Herr Gerold war verzweifelt. Sein Terriermix Max, ein knappes Jahr alt, hatte sich als Zerstörer entpuppt. Er biss nicht nur Hausschuhe und Teppiche an, wie es manche seiner Artgenossen tun, nein, Max widmete sich auch Elektrokabeln, Türrahmen und Möbeln, was für Herrn Gerold ein großes Problem darstellte, da er Antiquitäten sammelte. Kaum verließ Herr Gerold die Wohnung oder das Zimmer, knabberte Max. Als er sich in Bibermanier das Tischbein eines dreihundert Jahre alten Sekretärs vorgenommen hatte, war Herr Gerold kurz davor, den Hund ins Tierheim zurückzubringen, wo er ihn vor einem halben Jahr abgeholt hatte. Der Anfang war so vielversprechend gewesen. Herr Gerold war sechzig Jahre alt und seit zwei Jahren Witwer. Das war nicht leicht für ihn, aber allmählich kam er ganz gut zurecht. Einen Hund hatte er als Junge gehabt, den Maxi, und daran wollte er anknüpfen. Er hatte sehr schöne Erinnerungen an die Spaziergänge mit Maxi. Max sah ihm sogar ähnlich. Herr Gerold konnte den Blick kaum von ihm abwenden. Er war völlig vernarrt in den Hund – so wie Max in die Antiquitäten.

Herr Gerold hatte schon alles versucht.
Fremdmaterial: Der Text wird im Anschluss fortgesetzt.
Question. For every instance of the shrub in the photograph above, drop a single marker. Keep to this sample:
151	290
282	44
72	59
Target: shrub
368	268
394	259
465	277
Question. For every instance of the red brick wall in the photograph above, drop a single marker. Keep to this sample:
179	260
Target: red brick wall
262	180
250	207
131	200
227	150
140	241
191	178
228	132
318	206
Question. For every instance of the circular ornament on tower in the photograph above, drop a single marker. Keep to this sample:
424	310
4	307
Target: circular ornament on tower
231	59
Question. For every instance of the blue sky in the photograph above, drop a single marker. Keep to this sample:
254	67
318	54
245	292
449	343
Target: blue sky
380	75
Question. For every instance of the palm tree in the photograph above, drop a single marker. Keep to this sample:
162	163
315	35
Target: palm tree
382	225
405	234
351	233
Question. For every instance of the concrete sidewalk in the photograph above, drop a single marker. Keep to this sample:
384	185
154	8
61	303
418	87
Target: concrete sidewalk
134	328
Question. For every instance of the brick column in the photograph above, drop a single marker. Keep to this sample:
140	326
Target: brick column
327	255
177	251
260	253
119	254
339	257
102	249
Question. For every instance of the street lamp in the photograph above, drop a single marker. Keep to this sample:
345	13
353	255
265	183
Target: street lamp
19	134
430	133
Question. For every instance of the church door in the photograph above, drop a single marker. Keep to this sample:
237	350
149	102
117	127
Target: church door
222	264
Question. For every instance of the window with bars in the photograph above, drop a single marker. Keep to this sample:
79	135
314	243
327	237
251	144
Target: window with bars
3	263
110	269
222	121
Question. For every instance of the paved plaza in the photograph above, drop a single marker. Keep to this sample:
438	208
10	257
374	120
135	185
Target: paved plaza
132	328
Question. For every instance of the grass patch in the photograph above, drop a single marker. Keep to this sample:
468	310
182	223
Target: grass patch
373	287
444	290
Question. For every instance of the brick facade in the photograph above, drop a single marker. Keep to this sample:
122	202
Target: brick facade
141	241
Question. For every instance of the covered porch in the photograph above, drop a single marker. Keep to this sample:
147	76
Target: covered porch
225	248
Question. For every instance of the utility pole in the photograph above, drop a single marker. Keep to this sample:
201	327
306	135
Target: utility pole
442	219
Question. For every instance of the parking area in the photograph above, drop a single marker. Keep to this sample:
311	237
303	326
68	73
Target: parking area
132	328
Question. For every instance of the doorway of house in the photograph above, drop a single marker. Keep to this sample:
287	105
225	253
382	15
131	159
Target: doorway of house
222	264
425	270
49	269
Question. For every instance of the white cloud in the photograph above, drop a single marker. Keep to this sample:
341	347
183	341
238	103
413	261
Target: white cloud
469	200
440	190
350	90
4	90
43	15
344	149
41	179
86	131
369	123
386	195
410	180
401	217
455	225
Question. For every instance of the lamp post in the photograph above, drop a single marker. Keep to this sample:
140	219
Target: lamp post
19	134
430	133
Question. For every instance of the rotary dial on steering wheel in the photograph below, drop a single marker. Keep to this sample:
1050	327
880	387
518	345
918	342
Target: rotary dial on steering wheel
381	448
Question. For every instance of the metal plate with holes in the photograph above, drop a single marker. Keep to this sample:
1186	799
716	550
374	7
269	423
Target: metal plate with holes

Max angeleint, ihn mit Wasser bespritzt, ihn beschworen, beschimpft, angebrüllt. Schließlich hatte er seine kostbaren Möbel mit einer übelriechenden Paste beschmiert, die Max unverdrossen abschleckte, ehe er zubiss – Herr Gerold bekam Reizhusten von dem Gestank. Mittlerweile hatte er die Antiquitäten in ein Zimmer seiner Wohnung geräumt, wo sie vor Max sicher waren. Leider auch vor Herrn Gerold.

„Das ist doch kein Zustand“, seufzte er. „Ich hocke in der Küche auf einem Plastikstuhl vor einem Resopaltisch, das ist eine Zumutung für mich. Es ist so hässlich bei mir, ich fühle mich überhaupt nicht mehr wohl. Aber im Wohnzimmer, wo die Antiquitäten stehen, ist kein Platz zum Essen, sie lagern ja zum Teil aufeinander.“

Es erstaunt mich immer wieder, was Menschen auf sich nehmen, um mit ihren Hunden zusammenzubleiben. Wobei die Uhr für Max nun schon recht laut tickte.

„Ich weiß nicht, ob ich das noch lange schaffe. Eine Bekannte von mir hat gesagt, dass unsere Probleme daher rühren, weil er aus dem Tierschutz ist. Weil man keine Ahnung davon hat, was er erlebt hat, und das bricht jetzt auf. Aber wissen Sie: Bei mir bricht allmählich auch was. Nämlich ich und zwar zusammen.“

Traumatisierungen werden oft bemüht, wenn Hundehalter schon lang unter einem bestimmten Verhalten des Hundes leiden, weil ein Grundbedürfnis nicht erfüllt wird. Traumatisierung klingt jedenfalls deutlich spektakulärer als Grundbedürfnis. Doch man muss immer das Gesamtbild betrachten und das Beziehungskonstrukt.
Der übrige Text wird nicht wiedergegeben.